The building's information structure also had to take future growth into consideration. For example, hospital staff knew they wanted to do bedside registration in the emergency department. The question was whether to incorporate cabling and a virtual LAN to support it throughout the building; the staff chose to plan for those features. In addition, gigabit capability throughout the building allows for growth, even though desktops are currently running at 100 MBps.
"I would say the key to success from an IT perspective is to be engaged very early on in the process," says Lianne Stevens, The Nebraska Medical Center's vice president of information technologyand chief information officer. "That really has to be designed in with the rest of the building."
Stevens' department worked with the University of Nebraska Medical Center's video services department to implement telemedicine and teleconferencing made possible through the KARL STORZ AIDA™ advanced imaging and data archival system, which captures, transports, and stores procedure- specific image data, patient information, and physician documentation.

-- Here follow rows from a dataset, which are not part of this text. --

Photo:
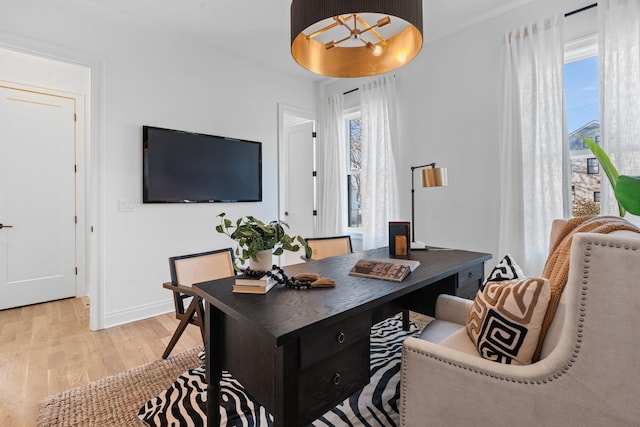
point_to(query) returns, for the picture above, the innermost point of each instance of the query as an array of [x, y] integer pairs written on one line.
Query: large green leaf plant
[[253, 235], [626, 188]]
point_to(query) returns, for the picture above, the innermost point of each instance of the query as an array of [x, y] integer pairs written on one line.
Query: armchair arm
[[453, 309]]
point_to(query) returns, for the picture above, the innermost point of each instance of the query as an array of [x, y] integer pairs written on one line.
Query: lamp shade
[[355, 38], [434, 177]]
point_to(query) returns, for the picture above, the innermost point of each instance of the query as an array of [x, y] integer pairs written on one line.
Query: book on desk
[[260, 284], [391, 269]]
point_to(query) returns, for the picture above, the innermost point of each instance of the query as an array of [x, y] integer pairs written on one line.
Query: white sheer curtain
[[379, 189], [531, 141], [333, 176], [619, 30]]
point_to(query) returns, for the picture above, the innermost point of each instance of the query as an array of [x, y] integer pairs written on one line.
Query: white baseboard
[[140, 312]]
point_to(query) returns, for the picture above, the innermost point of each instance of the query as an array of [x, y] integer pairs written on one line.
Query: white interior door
[[37, 197], [299, 190]]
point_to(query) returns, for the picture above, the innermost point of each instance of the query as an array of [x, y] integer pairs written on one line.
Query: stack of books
[[260, 284], [391, 269]]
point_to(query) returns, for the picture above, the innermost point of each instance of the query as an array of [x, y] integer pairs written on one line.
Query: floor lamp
[[431, 177]]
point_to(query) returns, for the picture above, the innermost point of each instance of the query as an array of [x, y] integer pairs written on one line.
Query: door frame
[[93, 188], [304, 116], [79, 143]]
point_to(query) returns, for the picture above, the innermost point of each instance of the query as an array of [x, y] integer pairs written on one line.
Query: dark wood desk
[[300, 352]]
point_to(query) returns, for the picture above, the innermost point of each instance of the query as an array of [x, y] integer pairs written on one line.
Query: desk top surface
[[283, 314]]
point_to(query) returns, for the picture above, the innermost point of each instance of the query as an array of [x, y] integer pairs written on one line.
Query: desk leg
[[405, 320], [213, 366]]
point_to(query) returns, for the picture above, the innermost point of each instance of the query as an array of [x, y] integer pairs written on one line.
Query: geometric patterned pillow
[[506, 269], [506, 318]]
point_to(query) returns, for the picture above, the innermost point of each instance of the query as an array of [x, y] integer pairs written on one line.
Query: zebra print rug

It also allows for live webcasts. The hospital has done three so far, including one that demonstrated a new procedure for treating varicose veins with lasers, says Schwedhelm. "We're able to basically bring surgery to the world," Schwedhelm says.
Such up-close and immediate access to surgery has the potential to educate and inform medical students and patients wherever they are. But it's the spaces combined with the technology within Hixson-Lied that give staff the information they need, where they need it to maximize patient safety and medical effectiveness.